Chinese swimmer Sun Yang has been a naughty boy: partying, missing training, and (gasp) even spending time with a girl. Sun wasn’t happy after being fined and went into a sulk, demanding a new coach. He need look no further than the world’s most famous swimmer, Michael Phelps, for a case study. Phelps, too, got tired of a life of training, let his hair down a little and then this happened:
But Phelps buckled down again and won four gold and two silver medals at the London Olympics last year. Sun needs to get over himself if he is to do the same in Rio in 2016. Here is this week’s Sports Talk column:
In just over a month from now, Chinese swimmer Sun Yang will line up at the FINA World Championships in Barcelona, favored to win medals in every event he enters, which could be as many as six. But all is not well in Sun’s world.
He first shot to fame in China when he won two gold medals at the 2011 World Championships in Shanghai, and then won worldwide acclaim with two more golds at the London Olympic Games the following year. But with fame came money – and complications.
It’s not hard to see why he might be a little peeved, when tennis star Li Na, who famously “broke free” from the con?straints of the State system, now hands over less than 10% of her earnings to the govern-ment.
In addition, the 21-year-old fell out with his coach earlier this year over the intensity of his training program. He was then fined for skipping training sessions, concentrating too much on commercial activities and posting pictures of his girlfriend online.

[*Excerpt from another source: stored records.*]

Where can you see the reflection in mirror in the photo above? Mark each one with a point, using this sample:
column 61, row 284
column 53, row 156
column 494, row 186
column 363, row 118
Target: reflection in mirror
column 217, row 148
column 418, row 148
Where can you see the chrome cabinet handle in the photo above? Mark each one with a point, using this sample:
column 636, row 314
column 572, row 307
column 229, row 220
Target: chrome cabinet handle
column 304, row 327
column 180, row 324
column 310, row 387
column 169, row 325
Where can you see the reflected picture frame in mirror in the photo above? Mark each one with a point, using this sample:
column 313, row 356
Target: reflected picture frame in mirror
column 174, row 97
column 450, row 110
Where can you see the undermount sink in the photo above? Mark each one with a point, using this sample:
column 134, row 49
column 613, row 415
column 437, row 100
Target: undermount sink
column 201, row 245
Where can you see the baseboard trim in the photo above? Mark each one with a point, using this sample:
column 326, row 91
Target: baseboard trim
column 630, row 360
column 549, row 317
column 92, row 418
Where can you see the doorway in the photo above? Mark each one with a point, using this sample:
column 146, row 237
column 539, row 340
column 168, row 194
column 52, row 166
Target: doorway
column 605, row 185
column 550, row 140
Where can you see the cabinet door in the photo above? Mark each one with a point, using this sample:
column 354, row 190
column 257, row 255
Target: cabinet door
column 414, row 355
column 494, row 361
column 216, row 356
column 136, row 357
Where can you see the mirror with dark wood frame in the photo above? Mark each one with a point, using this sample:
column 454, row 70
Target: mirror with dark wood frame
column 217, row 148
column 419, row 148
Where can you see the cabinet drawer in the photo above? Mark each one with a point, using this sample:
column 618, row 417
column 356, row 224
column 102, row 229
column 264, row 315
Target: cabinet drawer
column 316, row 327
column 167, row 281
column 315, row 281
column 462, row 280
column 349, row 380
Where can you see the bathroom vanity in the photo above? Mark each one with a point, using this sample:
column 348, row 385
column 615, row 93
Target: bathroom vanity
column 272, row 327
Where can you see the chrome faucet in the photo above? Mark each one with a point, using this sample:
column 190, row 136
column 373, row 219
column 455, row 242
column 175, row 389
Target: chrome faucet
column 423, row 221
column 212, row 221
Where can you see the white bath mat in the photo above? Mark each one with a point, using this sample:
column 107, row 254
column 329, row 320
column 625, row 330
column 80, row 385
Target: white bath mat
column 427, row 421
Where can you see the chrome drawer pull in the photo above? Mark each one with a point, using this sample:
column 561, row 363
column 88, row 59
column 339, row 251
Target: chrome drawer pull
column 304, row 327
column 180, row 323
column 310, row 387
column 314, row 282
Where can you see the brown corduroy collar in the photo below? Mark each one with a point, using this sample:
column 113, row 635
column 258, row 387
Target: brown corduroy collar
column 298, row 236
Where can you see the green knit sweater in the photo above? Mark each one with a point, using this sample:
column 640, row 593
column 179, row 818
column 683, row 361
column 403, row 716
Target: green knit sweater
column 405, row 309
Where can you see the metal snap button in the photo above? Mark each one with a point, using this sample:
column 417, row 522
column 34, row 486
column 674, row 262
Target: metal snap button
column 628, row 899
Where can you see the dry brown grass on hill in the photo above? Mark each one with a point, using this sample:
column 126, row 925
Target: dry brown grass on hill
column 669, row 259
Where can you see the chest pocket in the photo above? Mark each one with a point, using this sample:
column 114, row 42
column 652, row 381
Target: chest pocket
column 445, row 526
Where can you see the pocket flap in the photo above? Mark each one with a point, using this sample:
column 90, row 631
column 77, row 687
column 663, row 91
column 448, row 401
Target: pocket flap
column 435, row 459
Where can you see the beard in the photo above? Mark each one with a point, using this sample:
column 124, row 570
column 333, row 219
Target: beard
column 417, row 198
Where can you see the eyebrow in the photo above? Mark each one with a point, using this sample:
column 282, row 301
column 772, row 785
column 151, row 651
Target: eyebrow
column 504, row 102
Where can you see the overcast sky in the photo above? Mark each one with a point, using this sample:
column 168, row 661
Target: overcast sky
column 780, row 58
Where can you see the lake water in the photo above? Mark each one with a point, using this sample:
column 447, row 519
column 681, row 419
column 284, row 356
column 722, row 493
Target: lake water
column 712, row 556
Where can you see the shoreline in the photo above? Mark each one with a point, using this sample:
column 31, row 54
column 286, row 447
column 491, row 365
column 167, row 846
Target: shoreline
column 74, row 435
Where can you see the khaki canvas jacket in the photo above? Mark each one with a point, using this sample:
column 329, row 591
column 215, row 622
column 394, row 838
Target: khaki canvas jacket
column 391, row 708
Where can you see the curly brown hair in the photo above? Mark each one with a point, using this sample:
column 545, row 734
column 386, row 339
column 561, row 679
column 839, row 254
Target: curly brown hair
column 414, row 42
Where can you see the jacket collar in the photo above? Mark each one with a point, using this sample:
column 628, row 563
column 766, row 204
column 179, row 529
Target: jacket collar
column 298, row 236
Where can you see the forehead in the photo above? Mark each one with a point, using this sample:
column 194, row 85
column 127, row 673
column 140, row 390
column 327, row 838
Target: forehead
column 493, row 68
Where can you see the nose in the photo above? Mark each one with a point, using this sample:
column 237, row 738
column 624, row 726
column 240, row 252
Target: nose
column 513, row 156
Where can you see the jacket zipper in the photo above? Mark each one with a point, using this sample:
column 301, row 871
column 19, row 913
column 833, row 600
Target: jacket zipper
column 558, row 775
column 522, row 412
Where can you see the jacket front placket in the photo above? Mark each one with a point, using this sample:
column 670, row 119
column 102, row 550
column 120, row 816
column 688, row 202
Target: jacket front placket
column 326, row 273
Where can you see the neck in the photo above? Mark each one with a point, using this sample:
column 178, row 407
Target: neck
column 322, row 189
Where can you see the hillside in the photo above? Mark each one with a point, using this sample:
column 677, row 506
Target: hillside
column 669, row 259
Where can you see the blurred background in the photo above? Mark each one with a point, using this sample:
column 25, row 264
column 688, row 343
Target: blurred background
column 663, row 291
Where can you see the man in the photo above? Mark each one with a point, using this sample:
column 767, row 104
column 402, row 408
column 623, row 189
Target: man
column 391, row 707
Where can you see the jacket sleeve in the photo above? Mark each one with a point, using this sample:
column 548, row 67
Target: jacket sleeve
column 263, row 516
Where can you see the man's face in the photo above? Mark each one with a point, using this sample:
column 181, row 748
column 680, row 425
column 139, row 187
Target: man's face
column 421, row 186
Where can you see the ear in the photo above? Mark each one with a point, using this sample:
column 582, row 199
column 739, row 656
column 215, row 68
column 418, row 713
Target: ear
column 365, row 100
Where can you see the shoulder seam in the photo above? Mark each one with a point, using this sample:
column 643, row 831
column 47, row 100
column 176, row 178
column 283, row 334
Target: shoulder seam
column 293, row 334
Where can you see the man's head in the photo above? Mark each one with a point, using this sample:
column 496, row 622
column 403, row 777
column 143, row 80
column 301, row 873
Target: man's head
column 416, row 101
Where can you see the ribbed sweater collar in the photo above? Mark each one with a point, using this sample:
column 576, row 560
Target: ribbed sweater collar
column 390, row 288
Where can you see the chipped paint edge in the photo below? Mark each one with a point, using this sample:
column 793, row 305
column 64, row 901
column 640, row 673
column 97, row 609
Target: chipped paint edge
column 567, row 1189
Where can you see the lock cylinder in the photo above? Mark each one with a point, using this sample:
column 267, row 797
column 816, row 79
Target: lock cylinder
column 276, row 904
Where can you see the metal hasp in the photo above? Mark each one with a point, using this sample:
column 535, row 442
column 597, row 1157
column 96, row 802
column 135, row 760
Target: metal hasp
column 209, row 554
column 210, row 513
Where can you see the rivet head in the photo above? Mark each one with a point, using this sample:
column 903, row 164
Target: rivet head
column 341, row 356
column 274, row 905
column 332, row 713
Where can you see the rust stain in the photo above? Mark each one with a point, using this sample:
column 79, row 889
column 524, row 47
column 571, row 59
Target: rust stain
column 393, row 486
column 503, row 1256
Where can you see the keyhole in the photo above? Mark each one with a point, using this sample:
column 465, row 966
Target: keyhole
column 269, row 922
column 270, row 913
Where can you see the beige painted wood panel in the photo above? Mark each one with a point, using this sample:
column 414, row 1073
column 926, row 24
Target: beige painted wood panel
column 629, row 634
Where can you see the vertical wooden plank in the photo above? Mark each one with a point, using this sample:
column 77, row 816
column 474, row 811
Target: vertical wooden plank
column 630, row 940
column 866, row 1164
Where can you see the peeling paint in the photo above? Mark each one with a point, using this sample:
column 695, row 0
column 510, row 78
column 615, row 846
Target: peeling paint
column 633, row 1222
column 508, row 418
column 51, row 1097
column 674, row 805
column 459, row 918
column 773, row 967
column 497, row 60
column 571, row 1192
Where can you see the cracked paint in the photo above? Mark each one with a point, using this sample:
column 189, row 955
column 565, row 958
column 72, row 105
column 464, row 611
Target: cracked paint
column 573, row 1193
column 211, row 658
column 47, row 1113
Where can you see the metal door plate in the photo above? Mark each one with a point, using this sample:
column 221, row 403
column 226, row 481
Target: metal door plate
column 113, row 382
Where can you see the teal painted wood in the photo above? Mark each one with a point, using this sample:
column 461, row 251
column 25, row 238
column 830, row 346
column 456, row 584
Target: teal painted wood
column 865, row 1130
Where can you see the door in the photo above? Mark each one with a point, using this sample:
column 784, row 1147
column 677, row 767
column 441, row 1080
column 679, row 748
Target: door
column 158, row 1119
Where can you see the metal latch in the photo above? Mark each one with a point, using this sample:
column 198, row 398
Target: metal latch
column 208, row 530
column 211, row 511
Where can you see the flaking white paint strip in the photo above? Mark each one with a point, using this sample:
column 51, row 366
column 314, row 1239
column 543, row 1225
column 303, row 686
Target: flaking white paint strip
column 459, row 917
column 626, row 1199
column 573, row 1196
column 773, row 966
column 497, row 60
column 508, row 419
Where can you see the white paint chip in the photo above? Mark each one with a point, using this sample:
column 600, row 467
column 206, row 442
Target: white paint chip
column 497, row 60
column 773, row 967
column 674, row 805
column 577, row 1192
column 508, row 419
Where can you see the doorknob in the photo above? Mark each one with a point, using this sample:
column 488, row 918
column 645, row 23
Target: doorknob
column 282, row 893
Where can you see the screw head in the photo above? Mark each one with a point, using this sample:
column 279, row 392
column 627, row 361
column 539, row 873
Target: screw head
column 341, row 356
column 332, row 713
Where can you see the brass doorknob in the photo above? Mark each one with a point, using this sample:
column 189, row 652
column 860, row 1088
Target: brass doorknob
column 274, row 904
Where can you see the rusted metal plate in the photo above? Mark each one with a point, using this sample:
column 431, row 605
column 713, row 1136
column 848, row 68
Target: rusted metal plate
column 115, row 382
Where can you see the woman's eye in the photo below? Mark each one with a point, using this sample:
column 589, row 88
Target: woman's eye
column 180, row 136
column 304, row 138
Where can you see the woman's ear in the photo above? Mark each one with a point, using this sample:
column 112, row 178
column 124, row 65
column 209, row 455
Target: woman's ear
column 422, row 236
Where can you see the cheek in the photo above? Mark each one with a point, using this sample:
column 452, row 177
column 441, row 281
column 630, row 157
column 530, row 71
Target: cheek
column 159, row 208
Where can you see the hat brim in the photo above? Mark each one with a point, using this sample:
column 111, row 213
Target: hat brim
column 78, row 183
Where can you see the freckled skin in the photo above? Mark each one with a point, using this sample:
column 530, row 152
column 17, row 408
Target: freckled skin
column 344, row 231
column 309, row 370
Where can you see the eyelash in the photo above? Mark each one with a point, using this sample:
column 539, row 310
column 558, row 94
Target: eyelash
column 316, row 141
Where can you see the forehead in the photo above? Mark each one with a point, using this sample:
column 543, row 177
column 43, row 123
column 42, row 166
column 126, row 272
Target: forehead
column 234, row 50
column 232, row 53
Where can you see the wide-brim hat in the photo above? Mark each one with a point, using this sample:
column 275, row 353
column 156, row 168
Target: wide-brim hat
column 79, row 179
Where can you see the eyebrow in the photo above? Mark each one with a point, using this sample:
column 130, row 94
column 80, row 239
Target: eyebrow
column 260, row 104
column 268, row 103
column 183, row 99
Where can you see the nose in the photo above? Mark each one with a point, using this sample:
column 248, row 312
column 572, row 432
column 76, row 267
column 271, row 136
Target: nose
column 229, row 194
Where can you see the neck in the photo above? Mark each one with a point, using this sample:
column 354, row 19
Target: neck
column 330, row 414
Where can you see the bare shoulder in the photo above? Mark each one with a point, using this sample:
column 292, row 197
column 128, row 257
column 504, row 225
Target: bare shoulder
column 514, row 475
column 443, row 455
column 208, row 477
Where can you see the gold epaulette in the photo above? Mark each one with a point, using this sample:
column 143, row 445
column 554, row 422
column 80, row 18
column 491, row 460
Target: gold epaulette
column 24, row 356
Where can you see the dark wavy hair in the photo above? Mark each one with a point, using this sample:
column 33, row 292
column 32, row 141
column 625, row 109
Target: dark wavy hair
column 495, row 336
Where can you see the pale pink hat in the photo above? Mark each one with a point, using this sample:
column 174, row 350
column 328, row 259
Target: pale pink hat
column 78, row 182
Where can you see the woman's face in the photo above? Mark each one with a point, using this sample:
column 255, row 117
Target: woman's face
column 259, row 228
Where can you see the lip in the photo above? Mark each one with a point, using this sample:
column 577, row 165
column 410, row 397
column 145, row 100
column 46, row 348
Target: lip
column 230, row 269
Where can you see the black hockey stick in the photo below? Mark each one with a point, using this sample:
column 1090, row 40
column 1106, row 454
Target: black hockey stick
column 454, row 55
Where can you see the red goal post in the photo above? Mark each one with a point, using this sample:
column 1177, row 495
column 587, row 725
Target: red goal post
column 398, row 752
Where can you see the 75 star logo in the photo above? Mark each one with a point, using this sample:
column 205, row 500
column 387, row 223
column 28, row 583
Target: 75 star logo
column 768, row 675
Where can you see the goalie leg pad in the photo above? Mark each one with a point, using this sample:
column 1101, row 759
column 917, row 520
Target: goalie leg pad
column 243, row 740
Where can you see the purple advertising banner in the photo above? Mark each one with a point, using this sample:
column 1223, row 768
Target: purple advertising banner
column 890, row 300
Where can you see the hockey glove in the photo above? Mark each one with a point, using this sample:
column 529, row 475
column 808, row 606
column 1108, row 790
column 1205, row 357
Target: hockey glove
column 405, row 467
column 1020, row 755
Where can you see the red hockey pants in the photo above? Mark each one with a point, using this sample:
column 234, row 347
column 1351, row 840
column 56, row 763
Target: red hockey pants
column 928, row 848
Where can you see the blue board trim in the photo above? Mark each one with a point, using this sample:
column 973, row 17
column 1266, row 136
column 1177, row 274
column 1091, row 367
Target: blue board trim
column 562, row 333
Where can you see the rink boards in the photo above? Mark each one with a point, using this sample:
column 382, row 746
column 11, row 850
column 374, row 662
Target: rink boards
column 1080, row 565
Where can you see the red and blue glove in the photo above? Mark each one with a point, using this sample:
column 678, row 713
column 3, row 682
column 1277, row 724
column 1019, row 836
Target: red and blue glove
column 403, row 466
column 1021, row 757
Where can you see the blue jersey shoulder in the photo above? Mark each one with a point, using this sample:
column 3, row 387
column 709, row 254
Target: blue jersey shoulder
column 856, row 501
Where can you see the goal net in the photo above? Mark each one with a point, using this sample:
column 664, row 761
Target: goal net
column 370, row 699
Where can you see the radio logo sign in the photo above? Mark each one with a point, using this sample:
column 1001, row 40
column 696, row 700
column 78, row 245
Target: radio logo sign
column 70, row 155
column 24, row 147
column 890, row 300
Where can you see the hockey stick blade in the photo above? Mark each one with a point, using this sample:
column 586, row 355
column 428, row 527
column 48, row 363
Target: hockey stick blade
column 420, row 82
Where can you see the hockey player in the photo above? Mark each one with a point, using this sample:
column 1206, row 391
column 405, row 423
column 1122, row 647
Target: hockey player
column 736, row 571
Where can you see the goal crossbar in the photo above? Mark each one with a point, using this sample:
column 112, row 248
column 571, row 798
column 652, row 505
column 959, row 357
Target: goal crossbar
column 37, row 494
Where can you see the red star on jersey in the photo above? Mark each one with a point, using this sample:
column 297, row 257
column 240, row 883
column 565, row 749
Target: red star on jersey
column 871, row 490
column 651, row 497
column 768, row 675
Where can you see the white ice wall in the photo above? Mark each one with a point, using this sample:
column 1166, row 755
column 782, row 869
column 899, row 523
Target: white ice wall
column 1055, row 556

Sun and his coach had a public reconciliation in March, but it was short-lived: Reports came out a month later that the police were called following another dispute between the pair. Last we heard, Sun is training on his own and is insisting that he is given a new coach.
Whether or not Sun has a valid argument, this is not the path to future success. He may well do just fine in Barcelona – he’s a dominant swimmer, and you don’t lose that overnight – but it doesn’t take a genius to figure out that he won’t be biting medals of any color on the podium at the Rio Olympic Games in 2016 unless he resolves his coaching situation.
As much as I sympathize with elements of his situation, I’ve heard stories from reputable sources of Sun refusing interviews purely because those around him thought it wouldn’t help to further his profile.
Hint at a commercial opportunity, though, and the door is wide open.
Sun Yang is the second most marketable athlete in China today after Li Na, but he needs to find a better balance between what he does in and out of the pool. Otherwise, his career will be cut short – and his value will plummet.
As a final note, compare Sun’s current situation with the other celebrated Chinese swimmer of the moment, 17-year-old Ye Shiwen. This piece in the Independent paints her as a model athlete, and it’s true that she has dealt gracefully with repeated doping insinuations, backed up with bogus stats.
She’s at the other end of the spectrum to Sun and could also stand to have more of a balance in her life: she can win all the gold medals she likes, but the sponsors are hardly banging down her door. Yes, swimming needs to be her priority, but China has a history of Olympic champions retiring with nothing to their names, and (in some cases) even ending up on the streets.